Crónica de un resentido

La cabeza de Brizuela

Sobre la entrega del Premio Letra Sur 2009

I
En el barcito de la librería El Ateneo, Florida 340, no había mucha gente, pero justo a mi mujer se le ocurrió sentarse al lado de una pareja nerviosa. Bueno, él estaba nervioso. Temblaba y sonreía, todo al mismo tiempo. Yo me levante para pedir unos muffins, a mi hija le encantan. A mi espalda, entonces, empecé a escuchar cómo mi mujer entraba en conversación con la pareja inquieta. Es típico de mi mujer, hacerse amiga enseguida de la gente.
—¿Estás por el Letra Sur? —preguntó ella, a él.
Y él se limitó a sonreír, a negar con la cabeza y a mostrar los dientes, unos dientes pequeñitos, apretados. Su compañera, entre tanto, ni siquiera miró a mi mujer para contestarle nada.
Después de un rato, de silencio incómodo, como el que se produce cuando no queda otra que seguir la conversación, él se avino a responder:
—Ella está por el Letra Sur.
Y entonces ella, ahora sonriente, todavía tímida, miró a mi mujer y dijo Sí, yo.

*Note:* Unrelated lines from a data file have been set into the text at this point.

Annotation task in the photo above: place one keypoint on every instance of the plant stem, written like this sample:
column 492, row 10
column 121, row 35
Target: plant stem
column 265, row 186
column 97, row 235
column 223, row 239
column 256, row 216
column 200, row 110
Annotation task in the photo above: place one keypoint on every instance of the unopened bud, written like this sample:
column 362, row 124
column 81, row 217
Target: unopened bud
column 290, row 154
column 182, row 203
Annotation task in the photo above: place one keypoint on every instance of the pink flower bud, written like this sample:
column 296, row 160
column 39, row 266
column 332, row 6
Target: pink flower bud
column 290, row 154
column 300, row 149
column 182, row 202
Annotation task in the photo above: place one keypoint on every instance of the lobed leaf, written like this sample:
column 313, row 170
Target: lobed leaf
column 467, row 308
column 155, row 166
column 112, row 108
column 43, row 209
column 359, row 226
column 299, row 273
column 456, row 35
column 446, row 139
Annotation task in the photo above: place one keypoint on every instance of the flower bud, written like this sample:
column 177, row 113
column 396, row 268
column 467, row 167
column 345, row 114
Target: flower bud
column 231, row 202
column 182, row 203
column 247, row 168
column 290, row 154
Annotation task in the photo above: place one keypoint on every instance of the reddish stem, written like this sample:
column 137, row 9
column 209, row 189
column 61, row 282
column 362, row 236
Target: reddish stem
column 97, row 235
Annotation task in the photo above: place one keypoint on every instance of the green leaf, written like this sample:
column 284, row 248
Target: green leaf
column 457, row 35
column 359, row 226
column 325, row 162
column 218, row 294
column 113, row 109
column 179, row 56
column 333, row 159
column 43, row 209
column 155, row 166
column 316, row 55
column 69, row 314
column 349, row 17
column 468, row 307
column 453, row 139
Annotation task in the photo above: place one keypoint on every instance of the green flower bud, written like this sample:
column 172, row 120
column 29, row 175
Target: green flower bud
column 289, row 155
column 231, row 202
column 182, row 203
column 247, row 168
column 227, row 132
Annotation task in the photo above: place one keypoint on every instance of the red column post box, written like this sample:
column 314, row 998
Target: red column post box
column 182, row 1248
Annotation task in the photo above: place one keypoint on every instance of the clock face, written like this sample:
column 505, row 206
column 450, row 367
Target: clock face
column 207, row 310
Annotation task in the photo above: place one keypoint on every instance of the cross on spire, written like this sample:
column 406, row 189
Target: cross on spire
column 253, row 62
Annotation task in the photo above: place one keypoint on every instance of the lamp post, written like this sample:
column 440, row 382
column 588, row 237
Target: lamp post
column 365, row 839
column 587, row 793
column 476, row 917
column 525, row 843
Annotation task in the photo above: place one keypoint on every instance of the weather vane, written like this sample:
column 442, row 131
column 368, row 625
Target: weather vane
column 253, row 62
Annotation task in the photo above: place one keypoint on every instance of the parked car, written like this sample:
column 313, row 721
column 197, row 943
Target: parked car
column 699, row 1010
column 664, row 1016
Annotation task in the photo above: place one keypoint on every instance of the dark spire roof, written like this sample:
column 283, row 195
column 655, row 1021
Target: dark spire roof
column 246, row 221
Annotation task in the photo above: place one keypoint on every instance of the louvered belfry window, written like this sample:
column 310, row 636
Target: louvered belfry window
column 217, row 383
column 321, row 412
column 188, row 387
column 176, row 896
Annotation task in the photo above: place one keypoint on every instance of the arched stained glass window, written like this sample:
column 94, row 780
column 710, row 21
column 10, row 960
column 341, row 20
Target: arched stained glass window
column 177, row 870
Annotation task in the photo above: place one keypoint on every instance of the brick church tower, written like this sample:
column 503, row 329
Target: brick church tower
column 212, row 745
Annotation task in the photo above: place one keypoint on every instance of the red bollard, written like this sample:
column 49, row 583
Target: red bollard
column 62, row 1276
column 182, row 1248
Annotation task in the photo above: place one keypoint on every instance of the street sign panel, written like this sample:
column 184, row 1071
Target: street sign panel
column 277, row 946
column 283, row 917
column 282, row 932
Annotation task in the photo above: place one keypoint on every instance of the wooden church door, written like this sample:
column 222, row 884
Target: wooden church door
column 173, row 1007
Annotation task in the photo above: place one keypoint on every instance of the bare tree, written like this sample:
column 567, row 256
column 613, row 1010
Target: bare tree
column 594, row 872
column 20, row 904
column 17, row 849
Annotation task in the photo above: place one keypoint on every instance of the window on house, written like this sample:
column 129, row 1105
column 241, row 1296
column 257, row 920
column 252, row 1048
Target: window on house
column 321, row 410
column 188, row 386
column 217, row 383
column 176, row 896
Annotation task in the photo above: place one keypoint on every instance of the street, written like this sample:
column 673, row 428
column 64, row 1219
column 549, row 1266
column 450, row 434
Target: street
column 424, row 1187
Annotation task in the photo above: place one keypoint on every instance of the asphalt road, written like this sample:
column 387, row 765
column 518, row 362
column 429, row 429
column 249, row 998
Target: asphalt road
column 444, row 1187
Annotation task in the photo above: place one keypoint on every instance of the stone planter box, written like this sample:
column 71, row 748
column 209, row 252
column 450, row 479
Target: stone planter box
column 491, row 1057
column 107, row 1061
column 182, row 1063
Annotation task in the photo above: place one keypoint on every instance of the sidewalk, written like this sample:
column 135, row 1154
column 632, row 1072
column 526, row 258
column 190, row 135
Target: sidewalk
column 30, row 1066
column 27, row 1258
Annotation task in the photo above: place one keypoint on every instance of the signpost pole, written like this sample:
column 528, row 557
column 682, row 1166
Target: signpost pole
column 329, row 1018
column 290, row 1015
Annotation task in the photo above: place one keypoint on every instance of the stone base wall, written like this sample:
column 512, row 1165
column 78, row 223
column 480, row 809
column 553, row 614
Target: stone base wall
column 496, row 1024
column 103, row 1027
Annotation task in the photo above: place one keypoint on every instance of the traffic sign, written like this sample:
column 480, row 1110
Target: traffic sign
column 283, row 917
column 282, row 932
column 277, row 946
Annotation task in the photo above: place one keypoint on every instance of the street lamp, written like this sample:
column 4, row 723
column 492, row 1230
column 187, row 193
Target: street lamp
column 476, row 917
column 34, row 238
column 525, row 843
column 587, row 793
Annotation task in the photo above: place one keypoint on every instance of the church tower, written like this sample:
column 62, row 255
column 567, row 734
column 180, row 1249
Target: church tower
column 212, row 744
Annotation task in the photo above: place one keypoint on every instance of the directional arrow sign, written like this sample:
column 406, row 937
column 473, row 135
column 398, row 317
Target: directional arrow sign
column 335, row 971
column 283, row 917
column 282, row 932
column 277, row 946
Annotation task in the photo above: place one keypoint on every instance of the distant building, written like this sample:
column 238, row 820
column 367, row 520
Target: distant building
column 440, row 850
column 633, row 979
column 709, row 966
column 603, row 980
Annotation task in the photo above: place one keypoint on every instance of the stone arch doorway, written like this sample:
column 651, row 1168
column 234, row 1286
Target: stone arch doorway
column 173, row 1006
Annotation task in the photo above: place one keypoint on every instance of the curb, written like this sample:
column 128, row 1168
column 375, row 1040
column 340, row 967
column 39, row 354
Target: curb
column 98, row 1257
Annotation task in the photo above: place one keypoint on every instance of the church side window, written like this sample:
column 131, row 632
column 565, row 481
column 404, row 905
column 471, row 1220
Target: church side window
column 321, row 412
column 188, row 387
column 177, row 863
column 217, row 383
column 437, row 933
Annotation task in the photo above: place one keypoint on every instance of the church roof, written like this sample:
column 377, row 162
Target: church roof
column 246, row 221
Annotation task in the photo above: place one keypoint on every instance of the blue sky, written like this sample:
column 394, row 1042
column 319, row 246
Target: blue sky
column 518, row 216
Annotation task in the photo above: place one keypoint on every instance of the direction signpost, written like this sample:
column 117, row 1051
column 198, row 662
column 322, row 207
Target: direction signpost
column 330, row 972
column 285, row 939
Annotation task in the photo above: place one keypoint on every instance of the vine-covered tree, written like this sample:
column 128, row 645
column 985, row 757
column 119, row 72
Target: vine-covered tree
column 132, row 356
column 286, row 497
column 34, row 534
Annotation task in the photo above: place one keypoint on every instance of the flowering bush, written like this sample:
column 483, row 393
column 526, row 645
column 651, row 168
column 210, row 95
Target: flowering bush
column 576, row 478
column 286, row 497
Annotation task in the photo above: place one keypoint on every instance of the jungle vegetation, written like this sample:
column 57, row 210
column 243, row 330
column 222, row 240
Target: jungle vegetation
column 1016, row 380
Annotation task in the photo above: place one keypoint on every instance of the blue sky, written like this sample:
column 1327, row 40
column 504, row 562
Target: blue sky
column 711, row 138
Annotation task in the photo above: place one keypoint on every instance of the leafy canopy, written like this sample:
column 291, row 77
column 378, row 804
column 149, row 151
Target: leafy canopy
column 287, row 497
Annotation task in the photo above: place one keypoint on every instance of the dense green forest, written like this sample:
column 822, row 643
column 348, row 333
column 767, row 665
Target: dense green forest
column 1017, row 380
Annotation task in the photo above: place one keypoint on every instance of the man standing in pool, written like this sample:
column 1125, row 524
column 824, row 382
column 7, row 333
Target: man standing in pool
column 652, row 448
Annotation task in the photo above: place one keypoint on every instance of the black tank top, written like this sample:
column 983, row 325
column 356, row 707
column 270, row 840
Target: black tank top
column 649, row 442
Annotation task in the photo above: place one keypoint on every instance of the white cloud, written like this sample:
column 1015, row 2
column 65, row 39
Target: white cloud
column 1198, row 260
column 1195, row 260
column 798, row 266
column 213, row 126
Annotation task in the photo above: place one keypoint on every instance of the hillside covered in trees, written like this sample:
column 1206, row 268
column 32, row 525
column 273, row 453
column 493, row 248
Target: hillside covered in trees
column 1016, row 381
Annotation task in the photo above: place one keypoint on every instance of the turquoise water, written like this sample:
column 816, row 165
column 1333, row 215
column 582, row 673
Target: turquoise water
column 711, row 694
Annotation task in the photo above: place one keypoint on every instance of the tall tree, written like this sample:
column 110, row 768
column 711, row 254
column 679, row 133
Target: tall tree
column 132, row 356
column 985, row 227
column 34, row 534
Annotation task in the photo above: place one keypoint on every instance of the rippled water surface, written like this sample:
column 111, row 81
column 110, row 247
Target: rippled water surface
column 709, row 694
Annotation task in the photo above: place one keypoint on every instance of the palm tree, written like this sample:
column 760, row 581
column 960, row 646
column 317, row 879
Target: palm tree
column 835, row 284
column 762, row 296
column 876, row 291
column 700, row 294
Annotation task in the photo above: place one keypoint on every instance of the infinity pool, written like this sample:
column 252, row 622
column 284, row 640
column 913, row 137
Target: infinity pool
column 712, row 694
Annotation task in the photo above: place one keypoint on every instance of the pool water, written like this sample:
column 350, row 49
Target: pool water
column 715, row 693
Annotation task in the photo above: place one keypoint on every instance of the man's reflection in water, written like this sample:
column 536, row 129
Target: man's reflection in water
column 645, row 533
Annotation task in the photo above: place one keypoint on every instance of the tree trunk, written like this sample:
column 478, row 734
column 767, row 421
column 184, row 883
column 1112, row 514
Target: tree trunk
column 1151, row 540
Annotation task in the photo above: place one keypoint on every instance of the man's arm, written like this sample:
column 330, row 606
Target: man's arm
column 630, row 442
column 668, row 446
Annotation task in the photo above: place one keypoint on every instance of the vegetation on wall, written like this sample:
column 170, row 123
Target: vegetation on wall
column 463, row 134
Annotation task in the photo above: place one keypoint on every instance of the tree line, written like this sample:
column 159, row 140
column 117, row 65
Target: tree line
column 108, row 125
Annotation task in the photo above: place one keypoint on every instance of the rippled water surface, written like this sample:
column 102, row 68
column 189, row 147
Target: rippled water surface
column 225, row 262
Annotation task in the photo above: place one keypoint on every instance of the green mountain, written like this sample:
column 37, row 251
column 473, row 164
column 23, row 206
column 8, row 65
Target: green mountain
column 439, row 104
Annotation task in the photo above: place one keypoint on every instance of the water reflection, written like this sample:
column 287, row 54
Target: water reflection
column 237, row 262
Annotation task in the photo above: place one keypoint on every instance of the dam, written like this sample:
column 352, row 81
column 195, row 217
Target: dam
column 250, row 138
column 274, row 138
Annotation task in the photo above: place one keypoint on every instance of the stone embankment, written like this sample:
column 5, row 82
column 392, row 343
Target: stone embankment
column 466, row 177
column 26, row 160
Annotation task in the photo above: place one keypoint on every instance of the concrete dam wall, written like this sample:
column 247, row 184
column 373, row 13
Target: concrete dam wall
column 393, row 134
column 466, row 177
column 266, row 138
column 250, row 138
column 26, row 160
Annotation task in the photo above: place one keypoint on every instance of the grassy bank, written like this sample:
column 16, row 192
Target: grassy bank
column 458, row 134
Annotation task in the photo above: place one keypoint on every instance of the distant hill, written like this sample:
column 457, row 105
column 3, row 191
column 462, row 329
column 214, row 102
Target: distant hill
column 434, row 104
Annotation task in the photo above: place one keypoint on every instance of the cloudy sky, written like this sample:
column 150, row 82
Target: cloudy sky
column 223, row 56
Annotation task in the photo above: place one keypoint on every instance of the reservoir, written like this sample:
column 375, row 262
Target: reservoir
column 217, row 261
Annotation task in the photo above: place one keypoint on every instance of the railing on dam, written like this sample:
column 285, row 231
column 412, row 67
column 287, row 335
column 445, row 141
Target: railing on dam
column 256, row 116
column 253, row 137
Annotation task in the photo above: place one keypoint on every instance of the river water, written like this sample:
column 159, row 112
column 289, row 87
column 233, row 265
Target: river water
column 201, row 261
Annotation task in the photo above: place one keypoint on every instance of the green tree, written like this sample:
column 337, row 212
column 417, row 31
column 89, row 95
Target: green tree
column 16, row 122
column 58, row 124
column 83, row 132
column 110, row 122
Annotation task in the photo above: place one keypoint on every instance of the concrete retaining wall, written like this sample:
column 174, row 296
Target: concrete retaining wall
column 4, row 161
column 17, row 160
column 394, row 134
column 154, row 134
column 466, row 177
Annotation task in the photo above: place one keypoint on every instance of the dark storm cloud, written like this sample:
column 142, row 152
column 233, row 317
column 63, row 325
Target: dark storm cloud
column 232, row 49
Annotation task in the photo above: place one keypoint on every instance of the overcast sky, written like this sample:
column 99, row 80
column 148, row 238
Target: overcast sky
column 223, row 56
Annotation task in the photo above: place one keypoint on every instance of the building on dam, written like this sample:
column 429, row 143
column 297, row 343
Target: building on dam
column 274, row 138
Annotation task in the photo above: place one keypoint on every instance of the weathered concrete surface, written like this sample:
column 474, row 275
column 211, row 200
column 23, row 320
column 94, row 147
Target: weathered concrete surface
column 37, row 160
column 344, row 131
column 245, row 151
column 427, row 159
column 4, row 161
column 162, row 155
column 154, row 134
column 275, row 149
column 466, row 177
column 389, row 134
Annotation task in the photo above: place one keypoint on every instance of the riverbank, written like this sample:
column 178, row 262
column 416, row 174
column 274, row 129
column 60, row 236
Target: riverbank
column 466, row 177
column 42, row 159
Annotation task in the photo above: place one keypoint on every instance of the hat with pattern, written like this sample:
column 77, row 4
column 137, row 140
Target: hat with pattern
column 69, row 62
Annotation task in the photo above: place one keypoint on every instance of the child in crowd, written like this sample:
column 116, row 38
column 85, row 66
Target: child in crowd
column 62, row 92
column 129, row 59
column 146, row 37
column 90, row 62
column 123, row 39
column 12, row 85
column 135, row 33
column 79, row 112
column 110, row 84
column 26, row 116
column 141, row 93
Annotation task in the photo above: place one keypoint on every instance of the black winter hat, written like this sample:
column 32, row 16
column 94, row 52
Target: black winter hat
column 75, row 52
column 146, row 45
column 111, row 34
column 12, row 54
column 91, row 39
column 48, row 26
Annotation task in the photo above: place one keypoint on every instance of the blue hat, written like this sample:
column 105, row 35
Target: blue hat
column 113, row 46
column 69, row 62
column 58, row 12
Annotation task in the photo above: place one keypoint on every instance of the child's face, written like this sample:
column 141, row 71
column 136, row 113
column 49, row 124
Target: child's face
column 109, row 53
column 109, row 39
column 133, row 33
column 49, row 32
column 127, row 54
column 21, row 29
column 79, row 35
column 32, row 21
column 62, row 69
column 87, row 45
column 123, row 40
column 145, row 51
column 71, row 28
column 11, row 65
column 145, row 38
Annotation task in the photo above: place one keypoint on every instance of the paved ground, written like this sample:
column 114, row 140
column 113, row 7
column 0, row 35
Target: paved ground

Volví con los muffins, uno con azúcar quemada por encima y otro de limón.
—Ella está por el Letra Sur —me recibió mi mujer.
—Sí, escuché —dije yo. Y ahora, mirando a la candidata: —¿Cuál es tu nombre?
Me lo dijo, lo repetí, como para que se me grabara, pero no lo logré. Ella me preguntó el mío, se lo dije, pero no le importó. La chica tenía la cabeza en otra cosa.
—¿Y cómo se llama tu novela? —pregunté.
Glasgow.

Confieso una cosa: cuando se dio a conocer la lista de las diez novelas finalistas del Premio Letra Sur 2009, la titulada Glasgow 5/15 fue la que más me llamó la atención por su título. Esa y quizá Se ruega enviar proteas, que me parecía gracioso. Algunos de los otros títulos no estaban mal, Las vírgenes de Perón, por ejemplo, estaba muy bien. El título de mi propia novela en la lista, No había mucho que decir, no se destacaba demasiado creo yo.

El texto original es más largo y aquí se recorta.